前日に投宿していた京の旅館においてその襲撃を受けた久坂たちは、その人物が『水戸浪士』と知ると共に幕閣に大老暗殺を知らせるべく京を離れる事とした訳である。
この時既に彼の『儒学』という師匠松蔭の思想を元にした新たなる思想による活動は行われていたのだが、まさかこれがきっかけで長州と関わりを持つ事に成るとは思いもしなかったであろう……。
『安政の大獄』とは久坂の考え方を危険と判断した井伊直弼によって起こされた政治改革の事である。
具体的な事は後程語る事とするが、ともかくその大獄の結果起きる「尊王攘夷」を唱える者に対する取り締まりと言う名の虐殺(安政の大獄)により時の将軍・徳川家茂まで続く長い鎖国へと繋がる事に成る大きな出来事となっている。
そして『安政の大獄』の後、京において久坂や桂小五郎等が率いる浪士たちが蜂起を起こすのは久坂が東京へと向かう5年後の事である。
それが起きるまで幕末は終わりを告げる事はなかったのだ……。
(詳しくはまた別の話とするとして)
そんな久坂も残念ながら明治政府の命令により江戸を離れる事となるがその時の手紙にこう記されている。
「更に我が長州へ与せよとの命の下りし際は、詩文を作りて返し且つ送らんずる也」
さてこの長州にての行動の結果なのだが『尊王攘夷』を強引に押し進めようとする幕府の命令に対して藩内から反発され始めていた久坂は江戸では行動を起こす事ができずにいたのだが……。
そこで長州藩下関城代を務める毛利元昭からの励ましの手紙により久坂は再びやる気を取り戻す事に成ったようだ。

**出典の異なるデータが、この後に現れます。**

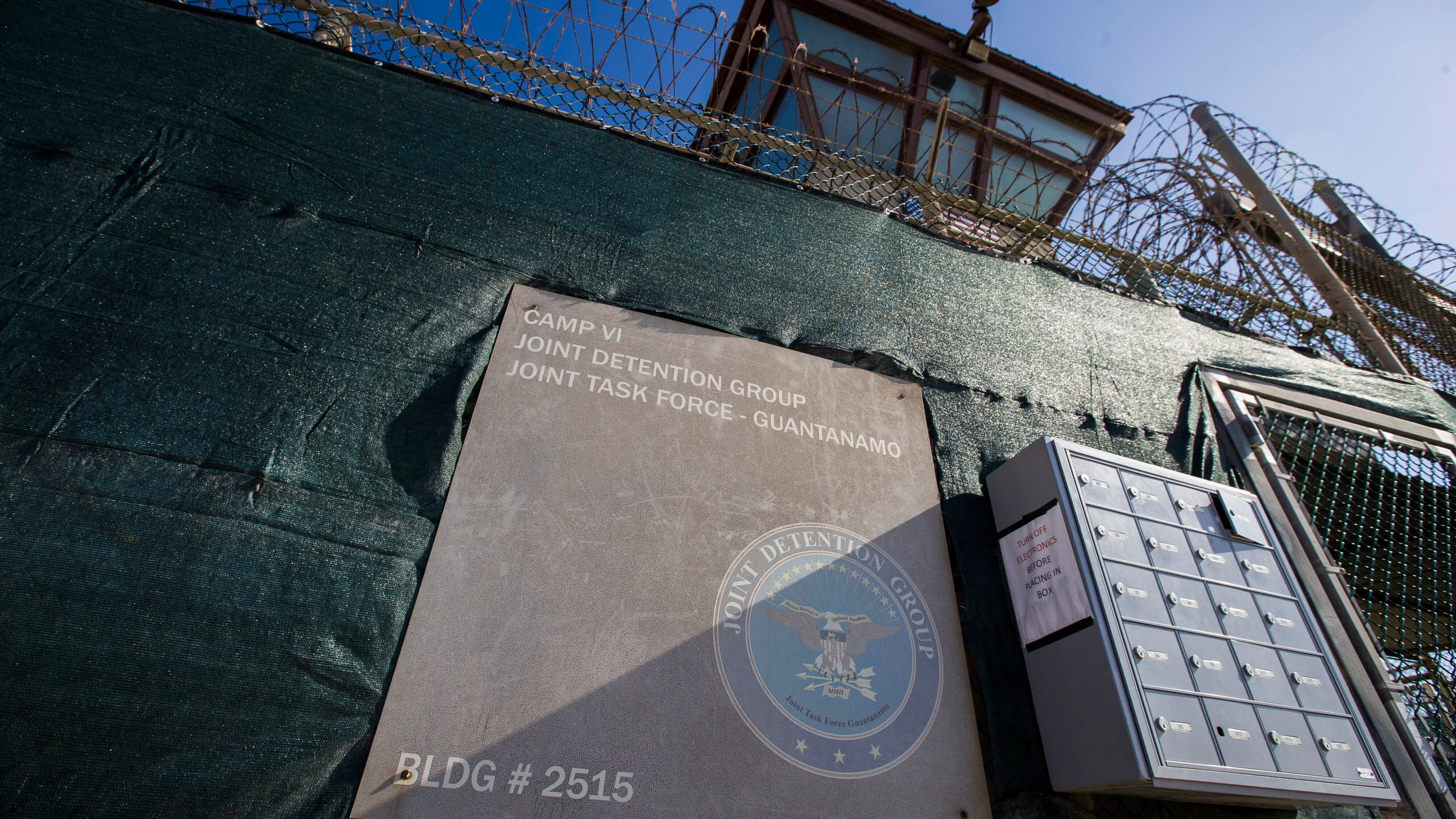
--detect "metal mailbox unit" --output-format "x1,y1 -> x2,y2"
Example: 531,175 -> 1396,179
987,437 -> 1399,806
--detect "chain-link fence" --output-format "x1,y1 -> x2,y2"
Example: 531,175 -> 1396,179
173,0 -> 1456,394
1261,408 -> 1456,784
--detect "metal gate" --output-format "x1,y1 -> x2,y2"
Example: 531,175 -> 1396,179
1203,370 -> 1456,816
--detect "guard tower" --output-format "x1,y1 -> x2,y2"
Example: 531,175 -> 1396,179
710,0 -> 1133,225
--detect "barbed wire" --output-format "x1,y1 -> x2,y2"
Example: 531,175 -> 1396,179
179,0 -> 1456,394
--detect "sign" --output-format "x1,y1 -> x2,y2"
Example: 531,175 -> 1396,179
1000,501 -> 1092,650
354,286 -> 990,817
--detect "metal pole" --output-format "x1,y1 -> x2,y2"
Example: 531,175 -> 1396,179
1315,179 -> 1395,261
925,95 -> 951,185
1193,105 -> 1411,376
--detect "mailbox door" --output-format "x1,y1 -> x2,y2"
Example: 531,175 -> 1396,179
1124,624 -> 1194,691
1102,562 -> 1172,625
1072,454 -> 1130,511
1118,469 -> 1178,523
1178,634 -> 1249,700
1147,692 -> 1219,765
1188,532 -> 1243,586
1280,651 -> 1349,714
1258,708 -> 1328,777
1203,700 -> 1276,771
1087,508 -> 1147,565
1157,574 -> 1219,634
1137,520 -> 1198,574
1306,714 -> 1379,783
1233,641 -> 1299,705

長州藩によるこの発言こそが、後の世に有名になる『防長回天』の始まりとされる事になるのだが……それを知る者はどの位いただろうか……?
(薩長同盟の内容はともかくとして)
実際にどういった出来事だったのかは『防長回天史記』などにも記載があり書かれているようだが……いずれ機会があれば語るとしようと思う。